Poker:Sport
by admin on Jan.19, 2010, under casino life, poker
Poker is a sport…
Declared by Russia in 2007, the first and only known country to do so, it was retracted at the latter half of last year due to regulation problems. Meaning, those who ran casinos in Russia went on ahead and exploited this ruling and built a number of game rooms beyond what the government wanted. They wanted it concentrated on 4 specific places , their version of Las Vegas and Atlantic city (only it’s in Russia, of course).
Poker, was not at fault, but rather the rules that governed it and the ramifications of a popular sport being exploited unregulated by those who want to profit from it. It’s no different from the mushroomed billiard halls of the late 90s and early 2000 when Efren “Bata” Reyes popularized the game of 9-ball and billiards as a whole. No different from the streets that became makeshift basketball courts during weekends when PBA’s popularity exploded. Locally, it’s been likened to “Lechon Manok” phenomenon, whenever products like this hits a frenzied popularity, where everybody wants a piece of the pie, or “Shawarma “ or designer coffee, or cellphone repair shops or lotto outlets or whatever pop culture fever hits the populace.

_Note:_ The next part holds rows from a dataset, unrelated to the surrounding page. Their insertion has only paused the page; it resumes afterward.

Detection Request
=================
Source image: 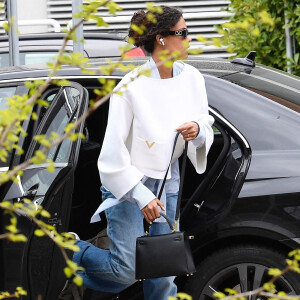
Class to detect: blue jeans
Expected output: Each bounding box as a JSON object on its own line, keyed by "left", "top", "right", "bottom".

{"left": 73, "top": 191, "right": 178, "bottom": 300}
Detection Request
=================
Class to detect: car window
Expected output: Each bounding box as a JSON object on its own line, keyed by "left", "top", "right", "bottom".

{"left": 24, "top": 52, "right": 57, "bottom": 65}
{"left": 0, "top": 52, "right": 57, "bottom": 67}
{"left": 35, "top": 87, "right": 79, "bottom": 163}
{"left": 0, "top": 53, "right": 9, "bottom": 68}
{"left": 246, "top": 87, "right": 300, "bottom": 113}
{"left": 222, "top": 66, "right": 300, "bottom": 113}
{"left": 0, "top": 86, "right": 17, "bottom": 110}
{"left": 205, "top": 74, "right": 300, "bottom": 152}
{"left": 0, "top": 86, "right": 18, "bottom": 168}
{"left": 44, "top": 87, "right": 79, "bottom": 106}
{"left": 37, "top": 87, "right": 79, "bottom": 127}
{"left": 41, "top": 104, "right": 72, "bottom": 162}
{"left": 45, "top": 92, "right": 57, "bottom": 104}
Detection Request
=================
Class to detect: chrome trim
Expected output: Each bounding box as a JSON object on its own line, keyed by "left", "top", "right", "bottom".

{"left": 209, "top": 107, "right": 250, "bottom": 148}
{"left": 64, "top": 88, "right": 72, "bottom": 113}
{"left": 209, "top": 285, "right": 218, "bottom": 293}
{"left": 24, "top": 162, "right": 68, "bottom": 170}
{"left": 0, "top": 75, "right": 123, "bottom": 84}
{"left": 34, "top": 197, "right": 44, "bottom": 210}
{"left": 17, "top": 175, "right": 24, "bottom": 195}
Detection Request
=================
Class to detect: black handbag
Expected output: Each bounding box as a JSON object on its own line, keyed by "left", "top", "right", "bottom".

{"left": 135, "top": 132, "right": 196, "bottom": 280}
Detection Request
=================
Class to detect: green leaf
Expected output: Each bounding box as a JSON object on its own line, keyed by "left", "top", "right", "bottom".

{"left": 31, "top": 112, "right": 38, "bottom": 120}
{"left": 176, "top": 293, "right": 192, "bottom": 300}
{"left": 96, "top": 17, "right": 108, "bottom": 27}
{"left": 52, "top": 79, "right": 71, "bottom": 86}
{"left": 188, "top": 48, "right": 203, "bottom": 55}
{"left": 69, "top": 133, "right": 78, "bottom": 141}
{"left": 146, "top": 12, "right": 157, "bottom": 24}
{"left": 30, "top": 150, "right": 47, "bottom": 165}
{"left": 213, "top": 292, "right": 226, "bottom": 299}
{"left": 6, "top": 224, "right": 18, "bottom": 233}
{"left": 10, "top": 234, "right": 27, "bottom": 242}
{"left": 2, "top": 22, "right": 10, "bottom": 32}
{"left": 65, "top": 123, "right": 75, "bottom": 133}
{"left": 66, "top": 244, "right": 80, "bottom": 252}
{"left": 73, "top": 276, "right": 83, "bottom": 286}
{"left": 268, "top": 268, "right": 282, "bottom": 276}
{"left": 263, "top": 282, "right": 276, "bottom": 293}
{"left": 127, "top": 37, "right": 135, "bottom": 45}
{"left": 64, "top": 267, "right": 73, "bottom": 278}
{"left": 163, "top": 61, "right": 173, "bottom": 68}
{"left": 34, "top": 229, "right": 45, "bottom": 237}
{"left": 224, "top": 288, "right": 237, "bottom": 295}
{"left": 1, "top": 201, "right": 11, "bottom": 208}
{"left": 196, "top": 35, "right": 207, "bottom": 42}
{"left": 294, "top": 53, "right": 299, "bottom": 64}
{"left": 130, "top": 24, "right": 146, "bottom": 35}
{"left": 252, "top": 28, "right": 260, "bottom": 37}
{"left": 66, "top": 259, "right": 78, "bottom": 270}
{"left": 46, "top": 160, "right": 55, "bottom": 173}
{"left": 40, "top": 210, "right": 51, "bottom": 218}
{"left": 16, "top": 287, "right": 27, "bottom": 295}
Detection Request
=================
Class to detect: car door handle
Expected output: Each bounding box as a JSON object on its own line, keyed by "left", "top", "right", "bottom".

{"left": 33, "top": 196, "right": 44, "bottom": 210}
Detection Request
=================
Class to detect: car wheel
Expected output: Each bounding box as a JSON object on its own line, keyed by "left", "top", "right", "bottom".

{"left": 182, "top": 245, "right": 300, "bottom": 300}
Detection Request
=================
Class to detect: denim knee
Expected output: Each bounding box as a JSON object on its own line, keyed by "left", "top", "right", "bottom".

{"left": 112, "top": 258, "right": 136, "bottom": 286}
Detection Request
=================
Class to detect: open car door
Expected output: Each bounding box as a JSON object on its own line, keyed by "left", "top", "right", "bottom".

{"left": 181, "top": 107, "right": 251, "bottom": 234}
{"left": 2, "top": 82, "right": 88, "bottom": 299}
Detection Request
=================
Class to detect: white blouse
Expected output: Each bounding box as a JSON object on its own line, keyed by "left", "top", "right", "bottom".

{"left": 91, "top": 58, "right": 213, "bottom": 222}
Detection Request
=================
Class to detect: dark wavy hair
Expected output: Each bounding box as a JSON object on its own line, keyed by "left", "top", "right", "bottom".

{"left": 128, "top": 6, "right": 182, "bottom": 53}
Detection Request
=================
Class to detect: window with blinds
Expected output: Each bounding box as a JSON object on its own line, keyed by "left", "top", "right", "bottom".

{"left": 0, "top": 0, "right": 7, "bottom": 35}
{"left": 0, "top": 0, "right": 232, "bottom": 57}
{"left": 47, "top": 0, "right": 231, "bottom": 57}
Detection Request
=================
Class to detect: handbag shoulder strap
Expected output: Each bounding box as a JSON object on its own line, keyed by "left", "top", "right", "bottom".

{"left": 157, "top": 132, "right": 188, "bottom": 222}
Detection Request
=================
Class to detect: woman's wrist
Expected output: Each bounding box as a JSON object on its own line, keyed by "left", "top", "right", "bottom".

{"left": 191, "top": 121, "right": 200, "bottom": 136}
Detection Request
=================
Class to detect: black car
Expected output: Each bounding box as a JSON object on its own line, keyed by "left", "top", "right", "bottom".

{"left": 0, "top": 53, "right": 300, "bottom": 300}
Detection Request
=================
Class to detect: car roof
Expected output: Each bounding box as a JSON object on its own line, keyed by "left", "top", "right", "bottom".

{"left": 0, "top": 32, "right": 127, "bottom": 42}
{"left": 0, "top": 56, "right": 246, "bottom": 79}
{"left": 0, "top": 56, "right": 299, "bottom": 109}
{"left": 0, "top": 55, "right": 296, "bottom": 80}
{"left": 0, "top": 33, "right": 130, "bottom": 58}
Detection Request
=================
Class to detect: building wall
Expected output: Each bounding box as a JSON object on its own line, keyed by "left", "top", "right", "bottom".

{"left": 17, "top": 0, "right": 48, "bottom": 33}
{"left": 0, "top": 0, "right": 231, "bottom": 57}
{"left": 47, "top": 0, "right": 231, "bottom": 57}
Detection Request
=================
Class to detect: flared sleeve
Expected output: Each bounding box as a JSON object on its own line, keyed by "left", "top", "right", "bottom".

{"left": 98, "top": 92, "right": 144, "bottom": 200}
{"left": 187, "top": 74, "right": 215, "bottom": 173}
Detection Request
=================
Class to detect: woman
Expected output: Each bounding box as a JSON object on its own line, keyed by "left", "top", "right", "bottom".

{"left": 73, "top": 6, "right": 214, "bottom": 300}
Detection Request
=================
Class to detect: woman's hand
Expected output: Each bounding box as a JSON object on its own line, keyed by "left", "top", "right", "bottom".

{"left": 176, "top": 121, "right": 199, "bottom": 141}
{"left": 141, "top": 198, "right": 165, "bottom": 224}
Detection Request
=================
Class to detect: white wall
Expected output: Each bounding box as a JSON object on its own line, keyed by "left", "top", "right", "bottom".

{"left": 17, "top": 0, "right": 48, "bottom": 33}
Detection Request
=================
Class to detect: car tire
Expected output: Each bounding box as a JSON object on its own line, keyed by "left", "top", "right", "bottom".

{"left": 182, "top": 244, "right": 300, "bottom": 300}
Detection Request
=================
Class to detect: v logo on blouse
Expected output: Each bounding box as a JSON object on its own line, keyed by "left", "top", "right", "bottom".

{"left": 145, "top": 141, "right": 155, "bottom": 149}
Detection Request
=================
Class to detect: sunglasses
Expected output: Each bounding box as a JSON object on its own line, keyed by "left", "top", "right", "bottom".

{"left": 167, "top": 29, "right": 189, "bottom": 39}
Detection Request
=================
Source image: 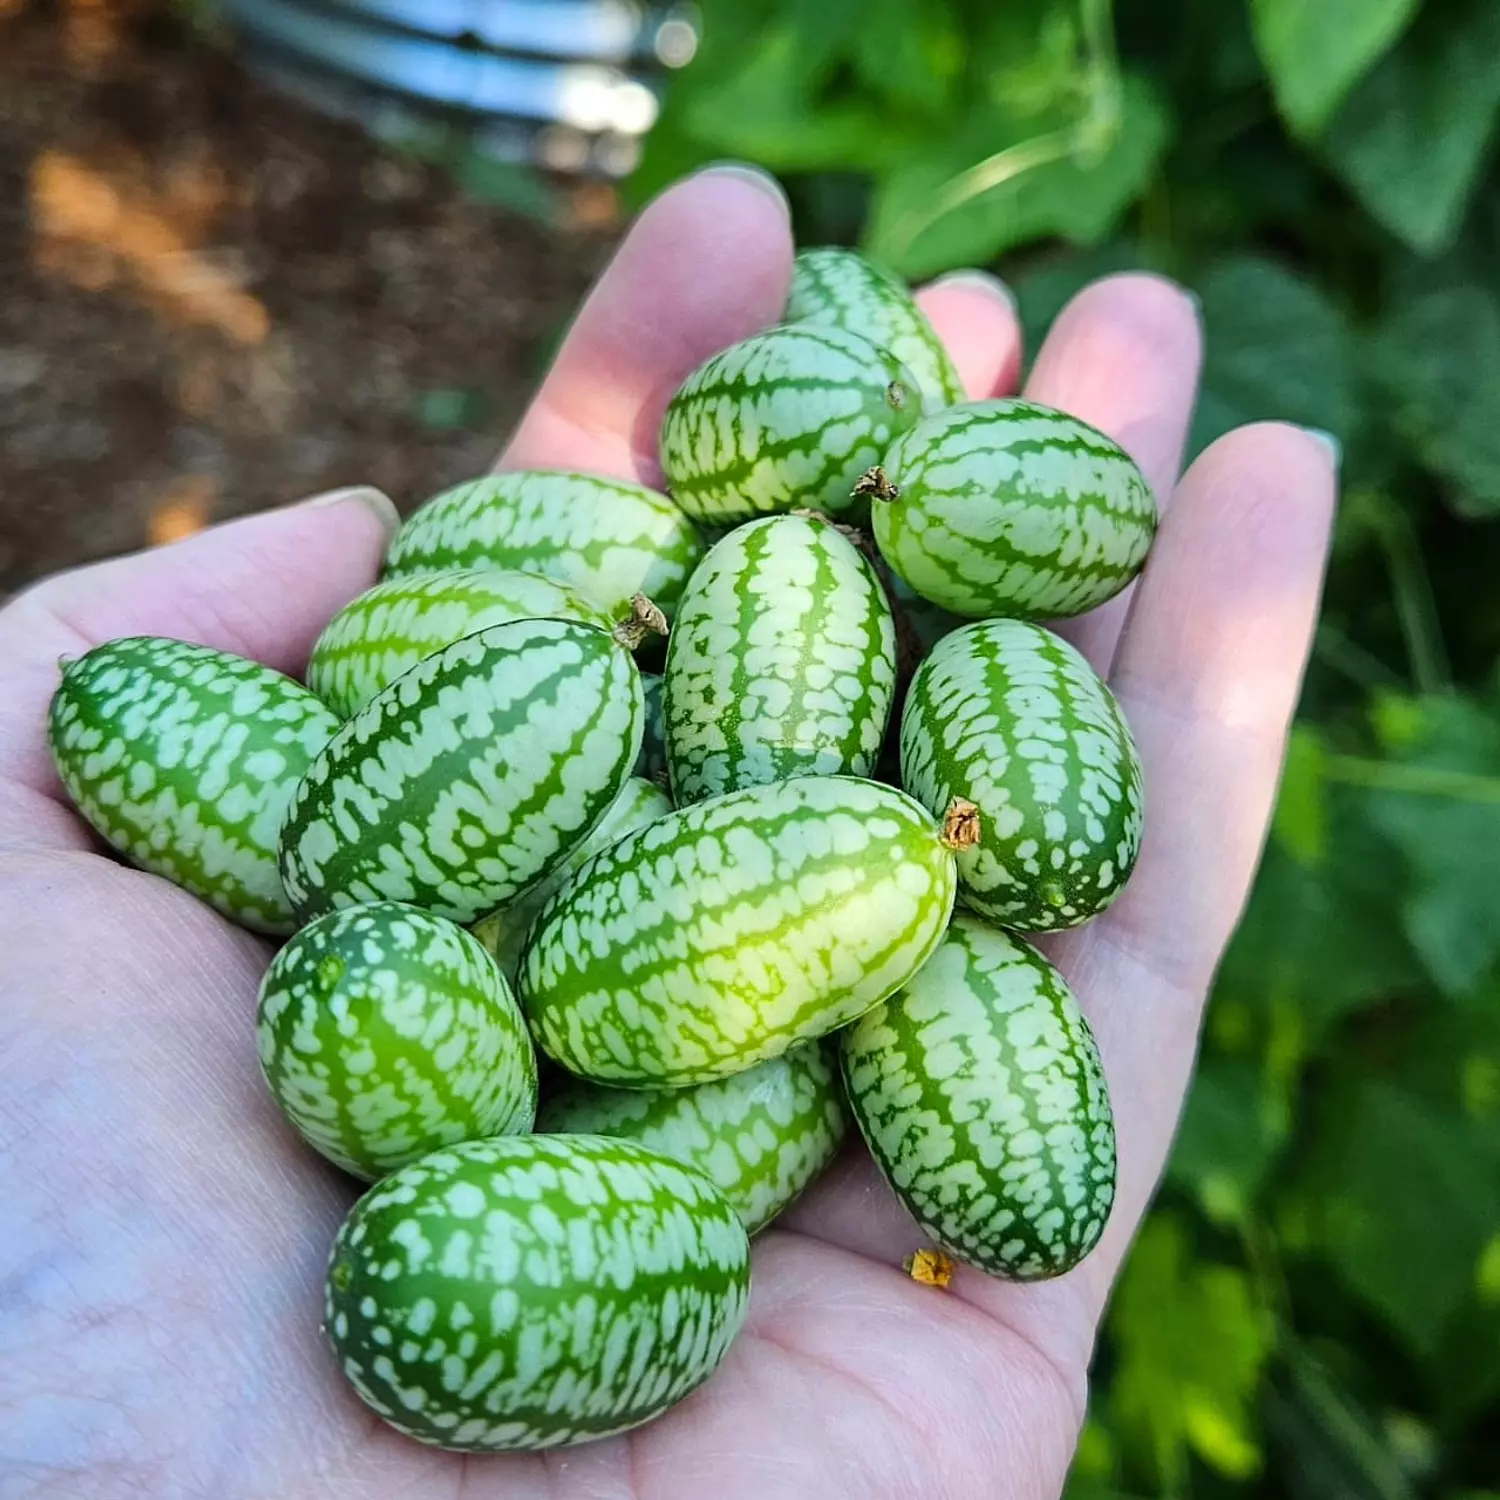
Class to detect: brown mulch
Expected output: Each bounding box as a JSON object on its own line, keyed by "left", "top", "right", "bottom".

{"left": 0, "top": 2, "right": 612, "bottom": 594}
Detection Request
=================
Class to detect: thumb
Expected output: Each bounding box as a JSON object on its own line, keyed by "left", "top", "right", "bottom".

{"left": 0, "top": 486, "right": 395, "bottom": 801}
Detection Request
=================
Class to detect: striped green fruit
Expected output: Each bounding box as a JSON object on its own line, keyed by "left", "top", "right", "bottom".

Longevity is its true test. How it survives the test of time. Darwinian on some levels, “survival of the fittest”, to prove its mettle. Poker by definition, not just by popularity or its current marketability, fits well to what “sport” means. Webster defined it as:
(1) physical activity engaged in for pleasure (2) : a particular activity (as an athletic game) so engaged in
I’m sure they didn’t have Poker in mind. Since poker then was too busy battling out its reputation amidst sharks and cheats in its shady riverboat history in the USA. The material is available around the web and will survive even after the Hollywood bump that made the game go mainstream. Its history is as rich as any other sport not unlike UNO or Monopoly.
Poker is a sport…
It ranked 11 in a poll by Turnkey Sports, an internationally trusted name in the business. It beats out chess and bowling. Comparatively, these are sports that test the strength mind more than the physical aspect of the game. All sports require a certain amount of luck. It just varies on how lucky/good you think a Daniel Negreanu is or a Neil Arce to come up with those scintillating wins because they read the situation right versus how lucky/good a Kobe Bryant and/or Lebron James at crunch time because they read the situation right. What we can both agree is that they are all risk takers. One is lucky and good because of the outcome, but the process is the same. They all prepare and take risk at a given time, for that moment! Sometimes it pays dividends, sometimes it don’t. But at the times that it does, that’s what people remember. That’s a moment we all want. There lies its greatest appeal.
Poker like any other sport generates excitement to a specific demographic, not all. Poker is boring to some as Soccer is boring to most Pinoys. Athletes are fit only now but not during the time of Babe Ruth. The only argument valid is that Poker is a sport that put its money upfront as part of the game. It is something that culturally we are only starting to deal with a level of maturity. As we begin to accept the betting odds that is part of the news report with Manny Pacquiao’s fight as a reinforcement of how good he is versus his opponent. That level of maturity towards money is a different blog for a different time. Truth is only in the Bond movie “Casino Royale” can you wager a car (well, the antagonist placed the key of his car on the table, the dealer called it as good) in a poker game. And we cannot over emphasize that anything that is taken in excess is bad, even vegetables.
But does it really matter if we declare poker as a sport like those petition wanting to include poker as an Olympic sport to the 2012 Olympics? Bowling never did.